Aon publiceert reactie op wetsvoorstel pensioenstelselherziening

Aon pleit in zijn reactie op het wetsvoorstel Wet toekomst pensioenen en de bijhorende memorie van toelichting (mvt) voor een individueel pensioengesprek voor iedere pensioendeelnemer, vaststelling van de URM-bedragen in de transitiefase en het vastklikken van de berekeningsdatum voor compensatie. Dit zijn de drie belangrijkste punten uit de uitvoerige reactie die Aon als onderdeel van de consultatie rondom het wetsvoorstel vandaag indient.

De volledige reactie van Aon op het wetsvoorstel Wet toekomst pensioenen is openbaar beschikbaar op de website van de internetconsultatie en ook na te lezen op de website van Aon. 

Communicatie: individueel gesprek van grote meerwaarde
In de memorie van toelichting bij het wetsvoorstel komt meerdere malen terug dat heldere communicatie een must is. De wijze waarop financieel-economische omstandigheden in het pensioen doorwerken, moet voor deelnemers en pensioengerechtigden inzichtelijk zijn en eerlijk worden bevonden. Aon onderschrijft deze noodzaak, maar ziet dit ook als een uitdagende opgave en pleit daarom voor een verruiming van de zorgplicht.
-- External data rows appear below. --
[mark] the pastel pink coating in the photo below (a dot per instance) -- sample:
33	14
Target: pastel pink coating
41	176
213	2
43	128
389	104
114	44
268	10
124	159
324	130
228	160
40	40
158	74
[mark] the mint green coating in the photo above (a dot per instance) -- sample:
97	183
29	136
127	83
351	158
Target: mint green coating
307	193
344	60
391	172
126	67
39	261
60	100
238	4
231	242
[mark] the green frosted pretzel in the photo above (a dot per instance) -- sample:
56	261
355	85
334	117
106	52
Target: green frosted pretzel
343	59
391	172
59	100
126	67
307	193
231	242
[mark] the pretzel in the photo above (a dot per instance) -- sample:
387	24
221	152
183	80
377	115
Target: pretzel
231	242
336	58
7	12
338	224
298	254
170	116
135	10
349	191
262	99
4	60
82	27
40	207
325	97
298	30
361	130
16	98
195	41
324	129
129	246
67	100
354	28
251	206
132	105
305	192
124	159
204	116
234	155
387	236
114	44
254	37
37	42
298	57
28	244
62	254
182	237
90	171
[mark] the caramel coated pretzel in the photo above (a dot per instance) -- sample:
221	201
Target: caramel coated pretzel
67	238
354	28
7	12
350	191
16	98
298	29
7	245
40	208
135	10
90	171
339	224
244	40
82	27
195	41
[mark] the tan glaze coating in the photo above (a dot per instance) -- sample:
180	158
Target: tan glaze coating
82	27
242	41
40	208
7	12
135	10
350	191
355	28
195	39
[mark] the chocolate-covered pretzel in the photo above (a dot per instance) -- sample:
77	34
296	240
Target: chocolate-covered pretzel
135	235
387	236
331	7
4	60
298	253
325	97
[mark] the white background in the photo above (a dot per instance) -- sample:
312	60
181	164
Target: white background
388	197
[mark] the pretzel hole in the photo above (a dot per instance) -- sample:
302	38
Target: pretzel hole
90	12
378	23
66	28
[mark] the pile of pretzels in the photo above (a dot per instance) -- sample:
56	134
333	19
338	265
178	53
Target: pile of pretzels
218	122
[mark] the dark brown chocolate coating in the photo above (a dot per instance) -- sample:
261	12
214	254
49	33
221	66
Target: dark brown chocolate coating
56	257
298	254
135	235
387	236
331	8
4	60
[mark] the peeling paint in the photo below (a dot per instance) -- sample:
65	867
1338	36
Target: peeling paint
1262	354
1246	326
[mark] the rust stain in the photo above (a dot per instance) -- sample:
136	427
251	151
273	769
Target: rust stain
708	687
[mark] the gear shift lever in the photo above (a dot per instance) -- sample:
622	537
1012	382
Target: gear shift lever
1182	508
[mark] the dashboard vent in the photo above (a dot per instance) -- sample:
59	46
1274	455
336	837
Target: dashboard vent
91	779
 “Wij vinden dat iedere pensioendeelnemer recht moet hebben op een individueel gesprek waarin ingegaan wordt op de persoonlijke pensioensituatie”, zegt Frank Driessen, chief executive officer van Aon’s Retirement Solutions. “Uit eerder onderzoek van Aon blijkt dat deelnemers de voorkeur hebben voor een digitaal platform of app, gevolgd door regelmatige communicatie via de werkgever (brief, e-mail) en een persoonlijk gesprek. Juist bij deze complexe materie menen wij dat een individueel gesprek grote meerwaarde heeft.”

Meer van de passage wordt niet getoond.